Vítor Pereira: «Vim porque me senti identificado com o Corinthians»

4 mar, 16:54
Vítor Pereira

Técnico português diz que já tinha tido muitos convites do futebol brasileiro, mas sempre se focou mais no futebol inglês

Descontraído e sem papas na língua, Vítor Pereira foi esta sexta-feira apresentado como novo treinador do Corinthians, do Brasil.

Em conferência de imprensa, o técnico português, entre outras coisas, confessou que já tinha tido alguns convites para treinador no futebol brasileiro.

«Fui convidado muitas vezes para vir para o Brasil. Disse sempre que não porque sempre me foquei em Inglaterra. Já estive para ir para o futebol inglês, inclusivamente com contratos definidos, mas não fui.

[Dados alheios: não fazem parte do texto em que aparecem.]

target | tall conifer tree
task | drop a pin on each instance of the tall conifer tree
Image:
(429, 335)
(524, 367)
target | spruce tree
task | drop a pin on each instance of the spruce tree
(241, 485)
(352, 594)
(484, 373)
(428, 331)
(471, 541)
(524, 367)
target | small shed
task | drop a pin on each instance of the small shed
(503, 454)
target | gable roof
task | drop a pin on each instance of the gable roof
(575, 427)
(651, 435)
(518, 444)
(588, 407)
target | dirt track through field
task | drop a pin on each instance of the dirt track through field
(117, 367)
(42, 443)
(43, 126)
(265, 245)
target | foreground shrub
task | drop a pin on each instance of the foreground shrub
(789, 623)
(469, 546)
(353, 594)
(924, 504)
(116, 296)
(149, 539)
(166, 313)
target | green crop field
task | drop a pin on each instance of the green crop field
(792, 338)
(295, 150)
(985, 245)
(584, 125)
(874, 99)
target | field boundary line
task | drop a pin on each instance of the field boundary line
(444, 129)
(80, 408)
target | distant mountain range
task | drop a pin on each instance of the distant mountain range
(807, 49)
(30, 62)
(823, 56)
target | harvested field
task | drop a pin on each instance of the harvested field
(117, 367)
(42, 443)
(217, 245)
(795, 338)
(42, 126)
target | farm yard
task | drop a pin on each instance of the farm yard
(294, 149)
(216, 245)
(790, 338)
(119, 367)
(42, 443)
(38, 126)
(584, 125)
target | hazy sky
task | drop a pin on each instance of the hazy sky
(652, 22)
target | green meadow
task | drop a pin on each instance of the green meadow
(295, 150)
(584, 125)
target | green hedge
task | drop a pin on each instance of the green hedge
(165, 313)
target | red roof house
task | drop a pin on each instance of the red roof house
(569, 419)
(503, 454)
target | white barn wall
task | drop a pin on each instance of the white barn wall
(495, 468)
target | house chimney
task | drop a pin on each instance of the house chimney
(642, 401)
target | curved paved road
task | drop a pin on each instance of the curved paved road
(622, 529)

Estava focado no futebol inglês porque, hoje em dia, tem o campeonato mais competitivo do mundo. (...) Tinha sempre dúvidas em vir para o Brasil porque há alguma falta de consistência, os projetos duram dois, três meses», argumentou, citado pelo Globoesporte.

«Para deixar a família tinha de ser um projeto no qual eu sentisse a segurança nas pessoas e no qual me identificasse nos valores e na paixão dos adeptos. (...) Vim porque me senti identificado com as pessoas do clube e com a paixão dos adeptos, preciso disso para estar ao meu melhor nível», prosseguiu.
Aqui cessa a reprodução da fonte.